An atom's geometric identity is based solely on its number of e- groups

# of electron groups / geometric family / hybridization
2 / linear / sp
3 / trigonal planar / sp^2
4 / tetrahedral / sp^3
5 / trigonal bipyramidal / dsp^3
6 / octahedral / d^2sp^3

-------------------
with 1 nonbonding pair of electrons

3 / bent
4 / trigonal pyramid
5 / see-saw
6 / square pyramid

----------------------
with 2 nonbonding pair of electrons

4 / bent
5 / T - shaped
6 / square planar

------------------------
with 3 nonbonding pair of electrons

5 / linear

Concentration rate = change in concentration of a reactant or product / change in time

Rate Law
A + B + C <---> D + E

rate = k[A]^n1^n2[C]^n3

Increasing temperature can increase rxn rate
A catalyst - substance that speeds up overall rxn, does this by:
1) lowering activation energy Ea
2) increasing number of properly-oriented collisions for hte reaction to proceed

Equilibrium constant = K = [C]^c[D]^d/[A]^a^b


Le Chatlelier's Principle
If a change is made to a chemical system in equilibrium, system will shift in a direction to fix it. (UNLESS you add something not in the equilibrium expression; i.e. adding pure solid or pure liquid, will not cause a shift)

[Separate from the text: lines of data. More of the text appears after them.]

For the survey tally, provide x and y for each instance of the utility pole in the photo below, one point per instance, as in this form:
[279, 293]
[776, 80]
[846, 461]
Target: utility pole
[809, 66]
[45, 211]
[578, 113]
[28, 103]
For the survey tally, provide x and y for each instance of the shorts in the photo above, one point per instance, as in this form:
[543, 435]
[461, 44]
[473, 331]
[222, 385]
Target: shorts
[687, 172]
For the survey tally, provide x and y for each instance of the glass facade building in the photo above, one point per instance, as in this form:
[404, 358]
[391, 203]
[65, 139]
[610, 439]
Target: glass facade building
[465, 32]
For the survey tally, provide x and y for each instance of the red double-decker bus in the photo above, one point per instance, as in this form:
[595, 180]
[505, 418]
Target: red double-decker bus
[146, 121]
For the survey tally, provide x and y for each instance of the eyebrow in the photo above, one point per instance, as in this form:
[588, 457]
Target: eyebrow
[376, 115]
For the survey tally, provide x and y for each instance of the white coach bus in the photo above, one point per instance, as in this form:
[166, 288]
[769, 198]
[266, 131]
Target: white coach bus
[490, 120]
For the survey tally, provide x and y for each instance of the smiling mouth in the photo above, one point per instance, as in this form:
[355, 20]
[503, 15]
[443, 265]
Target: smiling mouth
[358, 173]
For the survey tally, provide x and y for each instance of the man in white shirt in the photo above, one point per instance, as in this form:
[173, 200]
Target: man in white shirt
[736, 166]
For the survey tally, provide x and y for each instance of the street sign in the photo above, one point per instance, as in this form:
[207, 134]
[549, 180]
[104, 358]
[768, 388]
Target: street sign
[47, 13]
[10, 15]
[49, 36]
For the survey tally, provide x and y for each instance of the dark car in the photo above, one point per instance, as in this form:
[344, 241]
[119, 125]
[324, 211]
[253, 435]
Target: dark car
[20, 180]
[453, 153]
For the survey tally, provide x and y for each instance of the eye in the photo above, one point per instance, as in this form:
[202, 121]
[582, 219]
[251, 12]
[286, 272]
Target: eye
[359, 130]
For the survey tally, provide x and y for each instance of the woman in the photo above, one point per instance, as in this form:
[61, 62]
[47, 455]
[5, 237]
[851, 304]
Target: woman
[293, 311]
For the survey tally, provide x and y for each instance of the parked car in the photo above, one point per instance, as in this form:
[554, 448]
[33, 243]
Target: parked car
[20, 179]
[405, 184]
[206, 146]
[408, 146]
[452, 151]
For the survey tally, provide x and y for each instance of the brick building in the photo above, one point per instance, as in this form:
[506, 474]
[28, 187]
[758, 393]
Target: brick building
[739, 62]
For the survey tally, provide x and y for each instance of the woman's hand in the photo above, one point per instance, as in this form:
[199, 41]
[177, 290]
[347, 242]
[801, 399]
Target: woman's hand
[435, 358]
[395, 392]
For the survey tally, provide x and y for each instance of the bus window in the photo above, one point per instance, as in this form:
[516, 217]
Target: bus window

3 ways to change a reaction equilibrium:
1) change concentration of reactant or product (will favor forward reaction if a reactant is increased)
2) change in pressure (will favor side w/ less moles and favor the reaction easing pressure)
3) change in temperature (adding heat will the endothermic rxn; if your reaction is exothermic and you add heat, will favor making reactants shift to left)

If a concentration is changed or pressure is changed, the equiplibrium will be shifted, but eventually it will settle down to the original value of K. If TEMPERATURE is changed, when the rxn reaches equilibrium it will do so at a DIFFERENT value of K.